25-Jährige wegen Menschenhandels verurteilt

17.10.2016, 20:57 Uhr

Sex ohne Kondom, ein breit gefächertes Dienstleistungsangebot und das alles zum Schnäppchenpreis: So wurde Maria R. (Namen geändert) in einschlägigen Internet-Portalen angepriesen. Freiwillig tat die 18-Jährige das jedoch nicht.

Die junge Mutter hatte aus materieller Not 2013 ihre Heimat Ungarn verlassen, um als Prostituierte zu arbeiten. Allerdings nach ihren Regeln und mit der Zusage, die Hälfte der Einnahmen behalten zu können.

An ihren neuen Arbeitsplätzen, zunächst in der Schweiz, später in Modellwohnungen in Erlangen und Nürnberg, war davon aber nicht mehr die Rede. Ihre Ex-Kollegin war inzwischen die Freundin des Zuhälters und zur Aufpasserin aufgestiegen. Die heute 25-Jährige führte die Verhandlungen mit den Freiern, wies Maria R. an, was sie zu tun habe, knöpfte ihr den Verdienst ab und überwachte sie rund um die Uhr. Im Sommer 2014 befreite die Polizei Maria R. aus einem Bordell in Dresden. Über zwei Jahre später sagte R. in Nürnberg gegen ihre Landsfrau aus.

Prügel und Todesdrohungen, die der 25-Jährigen ursprünglich vorgeworfen worden waren, konnte Maria R. vor Gericht nicht mehr konkret schildern. Auch Orte und Zeitpunkte verwechselte die Zeugin, die als schwer traumatisiert gilt. Dennoch, da waren sich Staatsanwältin und Richter einig, nutzte die Angeklagte die Lage der jungen, mittellosen und damals etwas naiven Maria R. aus, um sie auszubeuten. Die 25-Jährige und ihr damaliger Lebensgefährte bestritten ihren Lebensunterhalt aus den Einnahmen der 18-Jährigen. Der Mann sitzt derzeit in der Schweiz in Untersuchungshaft.
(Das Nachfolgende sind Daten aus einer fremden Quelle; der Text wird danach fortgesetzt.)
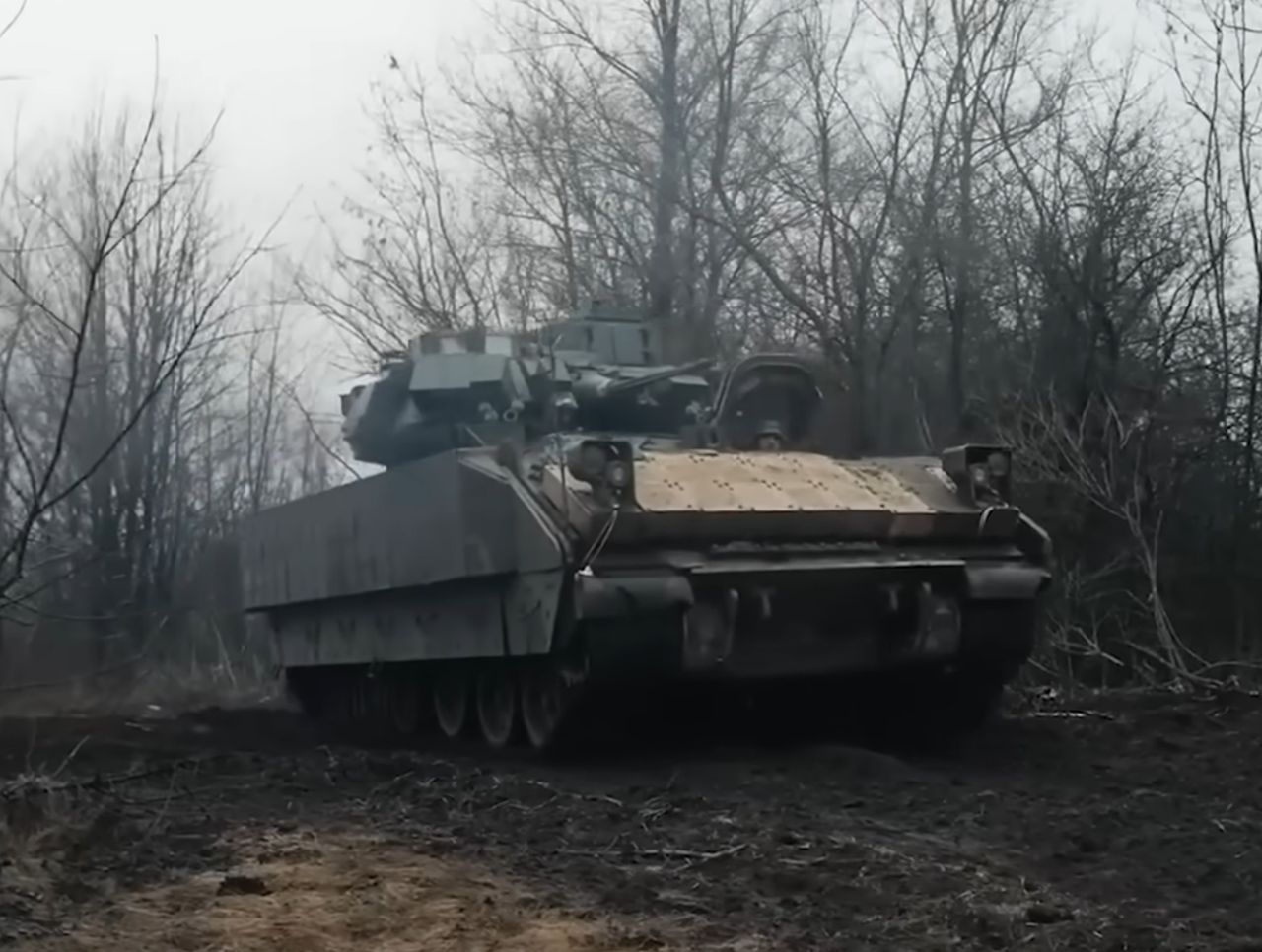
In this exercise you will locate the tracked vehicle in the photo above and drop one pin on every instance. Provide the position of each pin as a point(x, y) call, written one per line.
point(564, 514)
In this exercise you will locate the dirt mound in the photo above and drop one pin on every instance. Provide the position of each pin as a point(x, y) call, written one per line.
point(328, 894)
point(1131, 824)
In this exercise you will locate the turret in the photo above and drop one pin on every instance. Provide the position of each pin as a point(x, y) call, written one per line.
point(599, 371)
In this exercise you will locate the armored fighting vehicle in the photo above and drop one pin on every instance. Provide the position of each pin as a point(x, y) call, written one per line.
point(566, 513)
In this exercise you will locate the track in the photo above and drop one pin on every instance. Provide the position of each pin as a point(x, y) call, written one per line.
point(1134, 826)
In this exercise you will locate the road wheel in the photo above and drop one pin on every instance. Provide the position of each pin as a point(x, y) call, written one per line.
point(545, 700)
point(497, 705)
point(452, 704)
point(404, 707)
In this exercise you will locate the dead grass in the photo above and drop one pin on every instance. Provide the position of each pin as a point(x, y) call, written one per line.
point(312, 894)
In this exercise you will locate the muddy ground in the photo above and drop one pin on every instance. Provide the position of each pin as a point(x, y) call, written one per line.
point(1130, 822)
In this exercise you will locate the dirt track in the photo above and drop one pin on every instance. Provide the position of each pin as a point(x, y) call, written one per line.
point(1137, 826)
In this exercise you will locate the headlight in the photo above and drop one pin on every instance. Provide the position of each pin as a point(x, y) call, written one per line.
point(594, 459)
point(618, 474)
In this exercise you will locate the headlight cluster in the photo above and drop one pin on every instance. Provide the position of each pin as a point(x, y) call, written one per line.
point(606, 467)
point(981, 472)
point(992, 470)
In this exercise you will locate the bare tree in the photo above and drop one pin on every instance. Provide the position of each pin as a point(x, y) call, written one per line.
point(429, 248)
point(117, 293)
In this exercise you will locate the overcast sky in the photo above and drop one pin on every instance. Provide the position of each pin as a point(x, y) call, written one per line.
point(293, 77)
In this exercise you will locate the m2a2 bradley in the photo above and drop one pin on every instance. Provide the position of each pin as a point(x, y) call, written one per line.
point(564, 512)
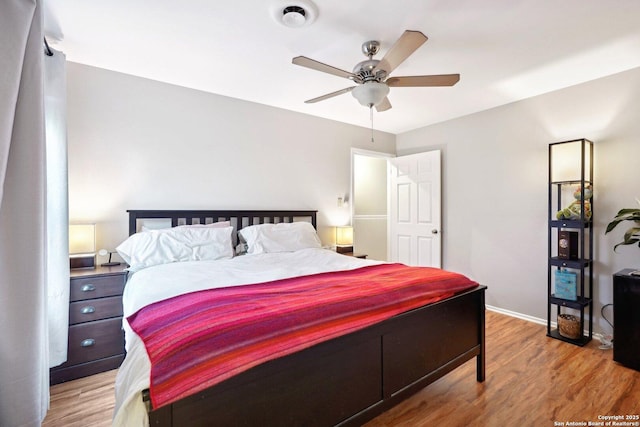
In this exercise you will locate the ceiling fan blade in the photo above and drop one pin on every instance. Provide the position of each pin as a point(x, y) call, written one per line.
point(303, 61)
point(423, 81)
point(401, 50)
point(384, 105)
point(329, 95)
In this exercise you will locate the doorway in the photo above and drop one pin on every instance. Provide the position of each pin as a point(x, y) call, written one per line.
point(395, 206)
point(369, 216)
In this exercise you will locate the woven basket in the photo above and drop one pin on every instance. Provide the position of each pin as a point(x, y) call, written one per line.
point(569, 326)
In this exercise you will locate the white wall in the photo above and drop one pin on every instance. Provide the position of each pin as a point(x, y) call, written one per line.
point(495, 186)
point(140, 144)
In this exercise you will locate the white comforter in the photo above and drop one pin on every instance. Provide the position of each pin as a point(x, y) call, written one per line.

Polizisten aus Nürnberg und Zürich hatten als Zeugen einen Einblick in den Arbeitsalltag und die sozialen Hintergründe junger Prostituierter aus Südosteuropa gegeben. Jadwiga, die Fachberatungsstelle für Opfer von Menschenhandel (siehe rechts), bestätigt diese Beobachtungen: In vielen Fällen leben die Frauen in ihrer Heimat unter prekären Verhältnissen, werden oft ethnisch oder politisch verfolgt. In ihrer ausweglosen Situation entscheiden sie sich freiwillig, als Prostituierte zu arbeiten. „Sie sehen darin die einzige Möglichkeit, ihre Familien zu ernähren“, so Sabine Weimert von Jadwiga. In Deutschland würden Absprachen zur Aufteilung der Einnahmen nicht eingehalten. In anderen Fällen würden die Frauen mit der Aussicht auf eine Stelle in einem Privathaushalt oder einer Fabrik ins Ausland gelockt und vor Ort mit ihrem neuen Tätigkeitsbereich konfrontiert, so die Jadwiga-Mitarbeiterin.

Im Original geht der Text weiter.